This week’s article definitely falls into the category of “we teach best what we most need to learn.”  For much of my life, and especially recently, I have struggled to accept certain things about myself, others, and life that I don’t like.  Being someone who is committed to change and transformation, the idea of “acceptance” has always seemed weak, wimpy, or like the admission of failure or powerlessness to me – although I have pretended to understand and believe in the power of acceptance for a long time.

The truth is, I have been scared to embrace acceptance – worrying that if I truly accept aspects of myself that I don’t like, things about others that bother me, or circumstances in my life and in the world that aren’t okay with me, then somehow I wouldn’t be motivated to change them in a positive way or, even worse, I would get resigned about them and they would always stay the way they are – which, of course, to me would be “bad” or “wrong.”

The famous quote by Carl Jung, which I have quoted in both of my books and find myself saying all the time comes to mind here, “What you resist, persists.”  It seems that I, and so many people I know, work with, and talk to, are constantly “resisting” (more like fighting against) the way things are in our lives.  Whether it’s with our body, our work, our spouse, our family members, our friends, our co-workers, our money, the state of the world and economy (especially these days), or many other things – we’re often arguing with reality instead of accepting it the way that it is.

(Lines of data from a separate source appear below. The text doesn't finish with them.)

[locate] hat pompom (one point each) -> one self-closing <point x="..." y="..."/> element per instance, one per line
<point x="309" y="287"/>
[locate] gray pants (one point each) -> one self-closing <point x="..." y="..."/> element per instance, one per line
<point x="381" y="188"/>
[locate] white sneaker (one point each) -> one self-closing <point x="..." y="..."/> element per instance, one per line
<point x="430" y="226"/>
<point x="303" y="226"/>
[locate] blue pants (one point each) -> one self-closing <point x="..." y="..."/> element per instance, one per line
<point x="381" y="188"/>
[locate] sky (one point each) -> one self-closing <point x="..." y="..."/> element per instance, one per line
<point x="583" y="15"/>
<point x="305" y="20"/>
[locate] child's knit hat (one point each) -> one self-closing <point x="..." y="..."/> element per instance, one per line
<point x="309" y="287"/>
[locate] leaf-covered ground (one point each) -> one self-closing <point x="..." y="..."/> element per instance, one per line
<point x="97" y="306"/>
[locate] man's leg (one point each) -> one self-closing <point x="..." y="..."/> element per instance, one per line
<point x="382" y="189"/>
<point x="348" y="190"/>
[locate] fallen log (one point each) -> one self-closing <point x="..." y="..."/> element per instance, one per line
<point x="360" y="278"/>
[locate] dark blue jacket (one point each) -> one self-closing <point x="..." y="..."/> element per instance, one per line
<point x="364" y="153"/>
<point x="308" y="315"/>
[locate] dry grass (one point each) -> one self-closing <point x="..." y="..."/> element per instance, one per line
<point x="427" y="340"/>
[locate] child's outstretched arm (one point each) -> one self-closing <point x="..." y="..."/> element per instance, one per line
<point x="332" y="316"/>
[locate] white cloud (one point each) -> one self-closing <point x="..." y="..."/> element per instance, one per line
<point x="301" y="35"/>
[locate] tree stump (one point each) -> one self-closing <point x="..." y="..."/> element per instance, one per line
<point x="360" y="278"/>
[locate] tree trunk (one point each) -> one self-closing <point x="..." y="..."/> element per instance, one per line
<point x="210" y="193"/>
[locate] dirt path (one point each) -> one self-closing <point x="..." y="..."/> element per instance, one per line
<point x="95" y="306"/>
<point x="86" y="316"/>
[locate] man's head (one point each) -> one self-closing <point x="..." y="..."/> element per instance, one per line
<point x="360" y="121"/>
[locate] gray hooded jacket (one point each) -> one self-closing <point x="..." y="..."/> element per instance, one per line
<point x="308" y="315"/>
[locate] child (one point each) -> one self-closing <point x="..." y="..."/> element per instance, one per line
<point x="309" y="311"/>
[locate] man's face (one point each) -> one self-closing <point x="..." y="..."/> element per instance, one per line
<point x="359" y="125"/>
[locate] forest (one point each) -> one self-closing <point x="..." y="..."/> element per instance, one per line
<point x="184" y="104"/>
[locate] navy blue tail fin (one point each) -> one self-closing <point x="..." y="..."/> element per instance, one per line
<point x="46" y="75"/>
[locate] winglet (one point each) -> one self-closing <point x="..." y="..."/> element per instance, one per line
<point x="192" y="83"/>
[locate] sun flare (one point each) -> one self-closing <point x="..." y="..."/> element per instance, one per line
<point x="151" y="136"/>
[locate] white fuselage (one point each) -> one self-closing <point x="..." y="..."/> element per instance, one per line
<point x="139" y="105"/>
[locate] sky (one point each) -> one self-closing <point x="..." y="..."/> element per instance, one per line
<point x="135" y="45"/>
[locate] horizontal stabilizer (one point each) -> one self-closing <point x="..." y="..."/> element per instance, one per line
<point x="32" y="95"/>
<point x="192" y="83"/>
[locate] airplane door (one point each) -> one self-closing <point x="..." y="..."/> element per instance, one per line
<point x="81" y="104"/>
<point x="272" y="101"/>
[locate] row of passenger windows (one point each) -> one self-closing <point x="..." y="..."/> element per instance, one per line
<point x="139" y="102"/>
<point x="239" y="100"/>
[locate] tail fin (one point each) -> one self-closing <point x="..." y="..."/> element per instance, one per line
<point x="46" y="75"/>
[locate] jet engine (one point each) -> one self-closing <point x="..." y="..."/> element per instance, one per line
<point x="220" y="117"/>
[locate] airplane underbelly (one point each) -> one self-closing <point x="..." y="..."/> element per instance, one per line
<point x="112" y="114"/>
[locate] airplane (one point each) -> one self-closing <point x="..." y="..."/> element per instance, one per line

Even though it can be scary and counter intuitive, acceptance is the first step in transformation.  It’s very difficult and quite stressful (as I know from a lifetime of experience) to try to change things from a place of non-acceptance.  Acceptance is not resignation or agreement; it is simply telling the truth and allowing things to be as they are.  When we accept ourselves, others, and life the way it is – we can create a real sense of peace and let go of much of our suffering.  And, from this place of peace and truth, we’re more able to not only appreciate life, but also to manifest the kind of circumstances, relationships, and outcomes we truly want.

Action:  What You Can Do

Make a list (in your mind, in your journal, or on a piece of paper) of some of the things in your life right now that are causing you the most stress, pain, or anxiety.  These things may have to do with people in your life, your work, money, health, things happening in the world, or anything else.

As you think about or write these things down, ask yourself if you’re willing to “accept” them as they are right now.  You don’t have to like, agree with, or want them to be this way…but, if you can start to accept these things, people, and situations in a genuine way – your ability to be at peace with them (and your life) and ultimately to change them in a positive way will be enhanced significantly.

What can you do to accept things as they are in your life right now?